Hij spoelt er zijn mond mee.
Gorgelt maar wat gretig.
Slikt het als brandstof voor later.
De appel die de eikel beroert

tot hij voortijdig klaarkomt
en zijn kreupel zaad uitbraakt
over een wereldwijde
haatneukorgie.

Bomen weten dit

Hoeveel binding heeft een Wognummer
met, zeg, een Wervershover?
Een Zwaagdijker met een Opperdoezer?
Of zelfs een Abbekerker met een Sijbekarspelaar?

Hoeveel binding hebben zij allen
met Medemblik? Wie voelt zich Medemblikker
behalve een Medemblikker?

Zo trots iedere kern
als een oude eik op zijn diepe wortels.
Wat is nu binding onder bomen?

Zij weten wel beter. Verborgen
onder onze voeten ligt een breedbandnetwerk
van miljoenen jaren her.

De boom uit jouw raam kent die uit het mijne.
Zij zorgen voor elkaar, ook al
staat de een ogenschijnlijk zo ver af van de ander.

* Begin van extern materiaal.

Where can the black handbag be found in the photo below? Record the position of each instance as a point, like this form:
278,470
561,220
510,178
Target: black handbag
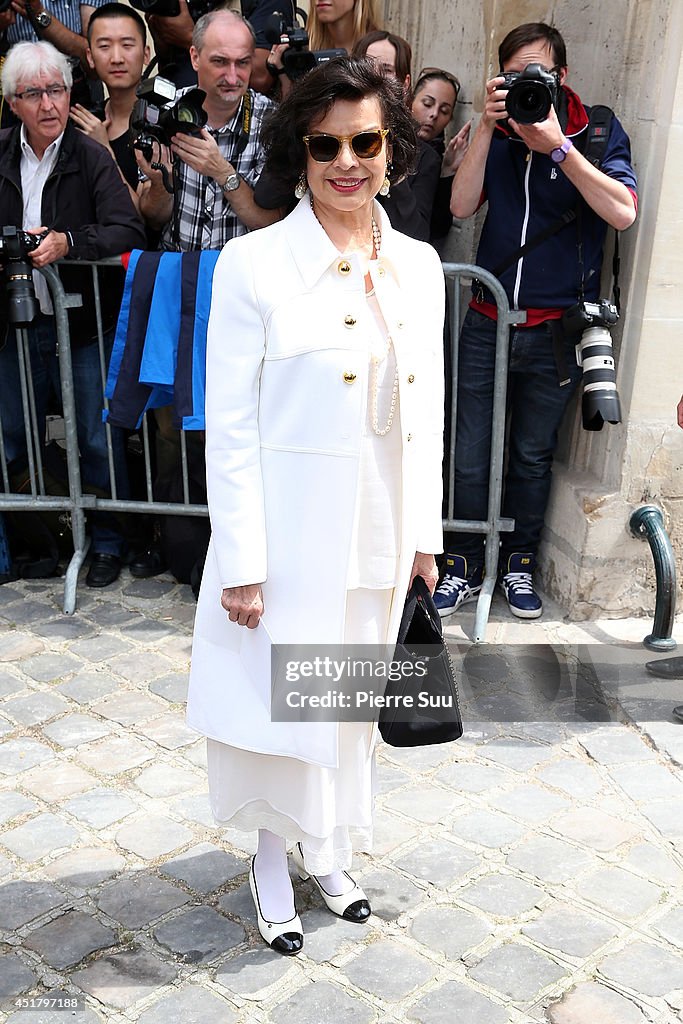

Wellicht kijken we voortaan anders naar de rijke bodem
waar wij zo willekeurig op wonen, en

onthouden:
bomen hoeven zich geen bos te noemen
om verbonden te zijn.

Wat alle dichters moeten geloven

Dat water naar zee dragen zin heeft.
Dat tien liter
uit eigen emmer

de zeespiegel sneller doet stijgen
dan tien jaar
smeltende ijskappen.

– voor Ingmar

Luister

Het is laat en alle lichten
zijn uit.

Ik zit op de wc en zij
sloft de trap af
staat even stil
te luisteren en klopt
dan zachtjes
op de deur.

Ik klop zachtjes terug
(we willen de kinderen
niet wakker maken).

Ze sloft weer terug
de trap op, naar de wc
boven
en ik

luister.

Twaalf en een half

Alles verandert, mijn lief
zo ook onze liefde

ongemerkt als water
dat het zand ter hand
neemt en met oeverloos
geduld de steen wast

tot de kiezel
zelf korrel is
en wegspoelt.

Het water wast
de steen glad
maar wij vinden

houvast
aan de vorm van
twaalf en een half
miljoen jaar
geleden

tot ook wij
met het zand
worden meegevoerd
de oneindigheid
in.

voor Tamara

Buienradar

Ik kijk naar buiten. Het lijkt te regenen
zeg ik tegen mijn lief. Mijn lief unlockt
haar telefoon en opent Buienradar.

Inderdaad zegt mijn lief, het regent.
Tien minuten nog.

Elf minuten later stappen we naar buiten.
We lijken nat te worden, maar weten
gelukkig dat dat niet kan. We laten
onze paraplu’s thuis.

Haasje over

Kunstenaar: Inge Bak

Hoe vaak vermoorden ouders hun kinderen?
Ik weet nog goed hoe mijn ouders mij
voor het eerst vermoordden – tot zover ik
me herinner. We gingen op vakantie.

Zes jaar oud zat ik eeuwig op de achterbank, toen
mijn vader toesloeg, wetend hoe weerloos ik was.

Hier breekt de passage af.